Predicting Taxi Tips with Regression Trees
Train and evaluate a DecisionTreeRegressor on NYC taxi trip data to predict tip amounts.

Estimated reading time: ~20 minutes
Introduction
This article builds a regression tree model to predict taxi trip tips using a public NYC dataset. We explore feature-target correlations, train a DecisionTreeRegressor, and report MSE and R² on a held-out test set.
All figures are pre-rendered; code below is for reference only and does not execute when compiling the article.
Imports and data loading
import numpy as np
import pandas as pd
import matplotlib.pyplot as plt
from sklearn.model_selection import train_test_split
from sklearn.preprocessing import normalize
from sklearn.tree import DecisionTreeRegressor
from sklearn.metrics import mean_squared_error
url = 'https://cf-courses-data.s3.us.cloud-object-storage.appdomain.cloud/pu9kbeSaAtRZ7RxdJKX9_A/yellow-tripdata.csv'
raw_data = pd.read_csv(url)
raw_data.head()
Feature correlation with tip_amount
correlation_values = raw_data.corr(numeric_only=True)['tip_amount'].drop('tip_amount')

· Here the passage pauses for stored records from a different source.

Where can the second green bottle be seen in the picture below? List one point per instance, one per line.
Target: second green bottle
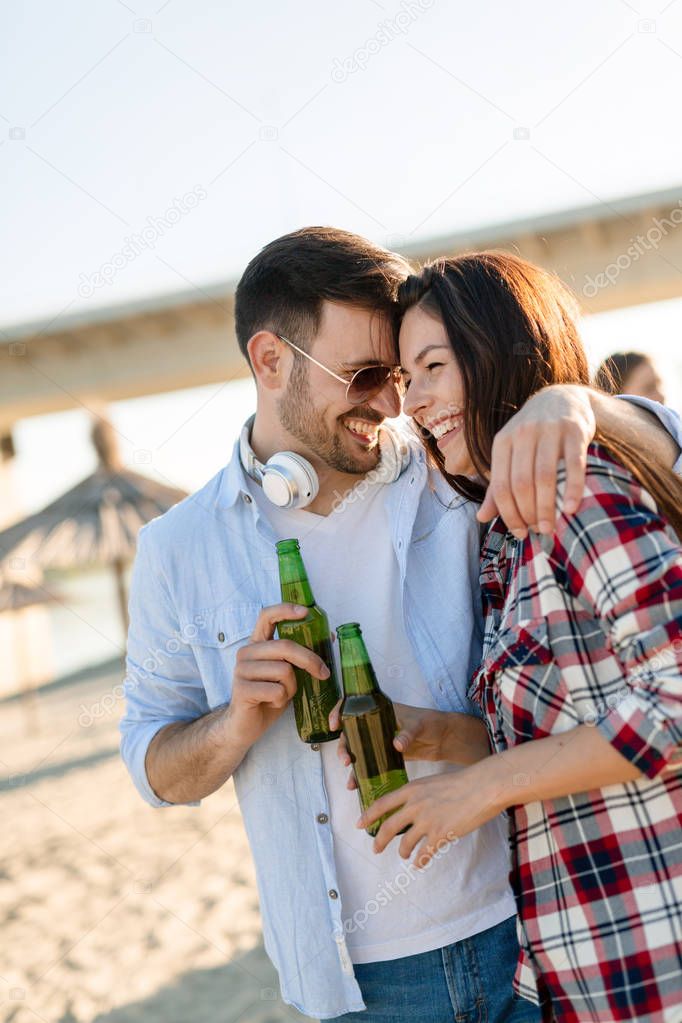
(315, 698)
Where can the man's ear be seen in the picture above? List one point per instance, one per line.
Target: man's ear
(267, 355)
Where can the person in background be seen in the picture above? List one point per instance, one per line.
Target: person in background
(630, 372)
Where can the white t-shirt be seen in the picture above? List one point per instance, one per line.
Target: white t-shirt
(390, 908)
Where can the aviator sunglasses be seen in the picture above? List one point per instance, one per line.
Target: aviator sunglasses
(365, 383)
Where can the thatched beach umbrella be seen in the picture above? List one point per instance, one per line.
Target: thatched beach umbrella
(94, 524)
(15, 596)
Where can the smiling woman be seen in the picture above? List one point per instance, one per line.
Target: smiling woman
(579, 681)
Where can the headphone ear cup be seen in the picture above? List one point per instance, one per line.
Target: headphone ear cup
(289, 481)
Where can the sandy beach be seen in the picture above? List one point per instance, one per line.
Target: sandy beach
(112, 912)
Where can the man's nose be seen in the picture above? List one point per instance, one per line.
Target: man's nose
(389, 401)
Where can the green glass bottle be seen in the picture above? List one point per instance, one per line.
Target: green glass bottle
(368, 721)
(315, 698)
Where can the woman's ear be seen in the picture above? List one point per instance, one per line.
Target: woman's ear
(266, 353)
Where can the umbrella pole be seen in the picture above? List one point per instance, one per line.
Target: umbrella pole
(29, 701)
(119, 569)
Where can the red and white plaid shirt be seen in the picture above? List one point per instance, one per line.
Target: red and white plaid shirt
(586, 627)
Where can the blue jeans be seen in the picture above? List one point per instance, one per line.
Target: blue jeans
(466, 982)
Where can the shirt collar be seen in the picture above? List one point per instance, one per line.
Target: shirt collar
(233, 483)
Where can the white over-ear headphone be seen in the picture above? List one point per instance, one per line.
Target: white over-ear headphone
(289, 481)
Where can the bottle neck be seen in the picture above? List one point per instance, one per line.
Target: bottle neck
(357, 671)
(293, 579)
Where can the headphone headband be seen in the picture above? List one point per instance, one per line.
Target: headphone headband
(289, 481)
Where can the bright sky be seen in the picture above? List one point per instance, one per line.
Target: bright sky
(392, 119)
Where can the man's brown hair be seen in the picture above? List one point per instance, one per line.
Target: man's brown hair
(283, 287)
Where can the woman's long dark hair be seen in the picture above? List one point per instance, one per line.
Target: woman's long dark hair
(512, 329)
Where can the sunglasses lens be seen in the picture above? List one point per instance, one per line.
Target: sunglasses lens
(367, 383)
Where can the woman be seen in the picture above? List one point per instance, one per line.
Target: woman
(580, 681)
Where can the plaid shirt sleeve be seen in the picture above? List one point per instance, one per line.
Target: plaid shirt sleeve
(619, 559)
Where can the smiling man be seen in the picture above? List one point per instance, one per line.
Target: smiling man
(210, 687)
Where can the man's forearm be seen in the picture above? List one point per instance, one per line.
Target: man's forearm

ax = correlation_values.sort_values(key=lambda s: s.abs()).plot(kind='barh', figsize=(10, 6))
ax.set_xlabel('Correlation with tip_amount')

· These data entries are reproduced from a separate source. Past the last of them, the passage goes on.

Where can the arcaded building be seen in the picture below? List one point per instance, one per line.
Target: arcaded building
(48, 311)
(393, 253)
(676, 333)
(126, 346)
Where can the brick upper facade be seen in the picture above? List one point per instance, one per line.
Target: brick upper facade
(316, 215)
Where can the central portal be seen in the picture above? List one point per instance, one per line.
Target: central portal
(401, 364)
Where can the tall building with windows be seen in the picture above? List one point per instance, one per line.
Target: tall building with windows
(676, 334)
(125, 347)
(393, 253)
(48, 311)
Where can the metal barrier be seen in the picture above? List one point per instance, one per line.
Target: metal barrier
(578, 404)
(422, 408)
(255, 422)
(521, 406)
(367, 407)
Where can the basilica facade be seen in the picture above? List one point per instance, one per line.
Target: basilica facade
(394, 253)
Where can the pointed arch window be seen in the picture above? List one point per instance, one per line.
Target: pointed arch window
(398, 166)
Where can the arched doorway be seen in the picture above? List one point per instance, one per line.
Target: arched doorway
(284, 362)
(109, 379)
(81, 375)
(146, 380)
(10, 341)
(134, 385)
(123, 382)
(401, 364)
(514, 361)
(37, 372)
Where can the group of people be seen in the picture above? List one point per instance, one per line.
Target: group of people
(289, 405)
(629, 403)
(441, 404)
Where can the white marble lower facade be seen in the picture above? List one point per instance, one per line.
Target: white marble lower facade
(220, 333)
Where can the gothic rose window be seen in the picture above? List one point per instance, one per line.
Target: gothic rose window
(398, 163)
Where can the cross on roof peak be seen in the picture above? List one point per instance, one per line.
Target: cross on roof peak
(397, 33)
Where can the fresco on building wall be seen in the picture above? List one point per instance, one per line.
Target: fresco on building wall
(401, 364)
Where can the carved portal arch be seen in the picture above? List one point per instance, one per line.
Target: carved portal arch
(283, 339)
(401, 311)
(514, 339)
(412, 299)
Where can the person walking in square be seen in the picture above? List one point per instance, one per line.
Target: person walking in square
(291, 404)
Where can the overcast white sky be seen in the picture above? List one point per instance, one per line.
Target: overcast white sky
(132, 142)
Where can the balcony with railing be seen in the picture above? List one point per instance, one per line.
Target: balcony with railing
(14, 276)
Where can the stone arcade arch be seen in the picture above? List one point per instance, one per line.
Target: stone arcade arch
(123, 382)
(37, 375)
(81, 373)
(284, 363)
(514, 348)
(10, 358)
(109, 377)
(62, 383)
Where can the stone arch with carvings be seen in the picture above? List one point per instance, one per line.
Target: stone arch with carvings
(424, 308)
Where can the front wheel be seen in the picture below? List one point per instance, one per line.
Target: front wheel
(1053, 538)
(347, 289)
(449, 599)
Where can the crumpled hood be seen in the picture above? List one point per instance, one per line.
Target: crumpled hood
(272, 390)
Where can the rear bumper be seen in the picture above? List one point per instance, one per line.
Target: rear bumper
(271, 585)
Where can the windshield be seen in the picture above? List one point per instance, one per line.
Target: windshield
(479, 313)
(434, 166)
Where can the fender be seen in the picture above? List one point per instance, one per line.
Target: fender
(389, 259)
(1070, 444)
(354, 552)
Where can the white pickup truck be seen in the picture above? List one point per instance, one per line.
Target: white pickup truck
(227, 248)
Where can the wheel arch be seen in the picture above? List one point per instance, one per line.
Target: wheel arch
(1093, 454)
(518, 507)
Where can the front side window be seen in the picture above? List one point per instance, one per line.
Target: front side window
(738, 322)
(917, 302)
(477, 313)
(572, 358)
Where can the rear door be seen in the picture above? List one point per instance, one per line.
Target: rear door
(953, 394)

ax.set_title('Feature Correlation with tip_amount')
plt.tight_layout()
Preprocess, split, train model
# Extract labels and features
y = raw_data[['tip_amount']].values.astype('float32')
X = raw_data.drop(['tip_amount'], axis=1).values
# Normalize features (L1 across rows)
X = normalize(X, axis=1, norm='l1', copy=False)
# Train/test split
X_train, X_test, y_train, y_test = train_test_split(
X, y, test_size=0.3, random_state=42
)
# Decision Tree Regressor
dt_reg = DecisionTreeRegressor(
criterion='squared_error', max_depth=8, random_state=35
)
dt_reg.fit(X_train, y_train)
# Evaluate
y_pred = dt_reg.predict(X_test)
mse_score = mean_squared_error(y_test, y_pred)

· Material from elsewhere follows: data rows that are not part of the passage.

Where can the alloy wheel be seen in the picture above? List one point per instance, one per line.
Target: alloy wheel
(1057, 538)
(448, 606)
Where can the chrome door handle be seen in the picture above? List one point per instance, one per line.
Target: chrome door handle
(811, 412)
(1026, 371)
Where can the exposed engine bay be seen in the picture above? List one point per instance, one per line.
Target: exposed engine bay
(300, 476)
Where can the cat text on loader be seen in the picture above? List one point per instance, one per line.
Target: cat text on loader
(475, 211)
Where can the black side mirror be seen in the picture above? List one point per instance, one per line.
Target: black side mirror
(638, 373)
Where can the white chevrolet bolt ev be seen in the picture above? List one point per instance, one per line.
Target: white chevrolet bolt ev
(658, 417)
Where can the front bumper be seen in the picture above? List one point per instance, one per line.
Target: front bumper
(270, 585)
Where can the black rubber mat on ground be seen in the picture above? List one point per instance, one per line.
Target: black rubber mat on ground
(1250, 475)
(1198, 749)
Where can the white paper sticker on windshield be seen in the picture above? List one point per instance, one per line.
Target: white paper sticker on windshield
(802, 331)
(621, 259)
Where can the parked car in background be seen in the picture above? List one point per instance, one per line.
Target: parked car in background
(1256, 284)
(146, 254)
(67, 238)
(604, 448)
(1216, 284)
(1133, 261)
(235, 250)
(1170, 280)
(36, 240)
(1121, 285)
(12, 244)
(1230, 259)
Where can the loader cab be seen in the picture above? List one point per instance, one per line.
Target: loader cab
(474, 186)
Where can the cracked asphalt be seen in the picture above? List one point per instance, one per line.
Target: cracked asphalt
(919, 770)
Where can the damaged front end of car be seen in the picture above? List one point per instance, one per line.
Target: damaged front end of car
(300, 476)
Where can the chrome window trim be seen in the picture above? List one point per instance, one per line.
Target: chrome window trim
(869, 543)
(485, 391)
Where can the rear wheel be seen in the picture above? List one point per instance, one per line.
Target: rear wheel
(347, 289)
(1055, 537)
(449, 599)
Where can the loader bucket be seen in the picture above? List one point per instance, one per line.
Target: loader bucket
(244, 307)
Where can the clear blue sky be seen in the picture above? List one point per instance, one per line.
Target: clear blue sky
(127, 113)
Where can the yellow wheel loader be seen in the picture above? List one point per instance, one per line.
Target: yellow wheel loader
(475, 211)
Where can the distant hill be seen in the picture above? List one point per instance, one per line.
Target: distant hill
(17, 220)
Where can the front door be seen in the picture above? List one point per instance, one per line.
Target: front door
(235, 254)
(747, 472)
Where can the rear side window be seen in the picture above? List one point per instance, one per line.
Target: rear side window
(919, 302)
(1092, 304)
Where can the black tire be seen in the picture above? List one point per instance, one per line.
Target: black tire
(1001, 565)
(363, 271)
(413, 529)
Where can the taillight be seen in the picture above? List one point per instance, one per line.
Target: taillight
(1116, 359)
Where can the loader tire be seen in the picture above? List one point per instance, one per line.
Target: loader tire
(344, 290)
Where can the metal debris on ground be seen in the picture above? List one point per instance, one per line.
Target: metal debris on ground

r2_score = dt_reg.score(X_test, y_test)
print(f"MSE: {mse_score:.3f}\nR^2: {r2_score:.3f}")
Ideas For Improvement
- Try different tree depths (e.g., max_depth=4 or 12) and observe how MSE and R² change.
- Remove low-correlation features (e.g., payment_type, VendorID, store_and_fwd_flag, improvement_surcharge) and compare results.
- Consider adding cross-validation and hyperparameter tuning for more robust performance estimates.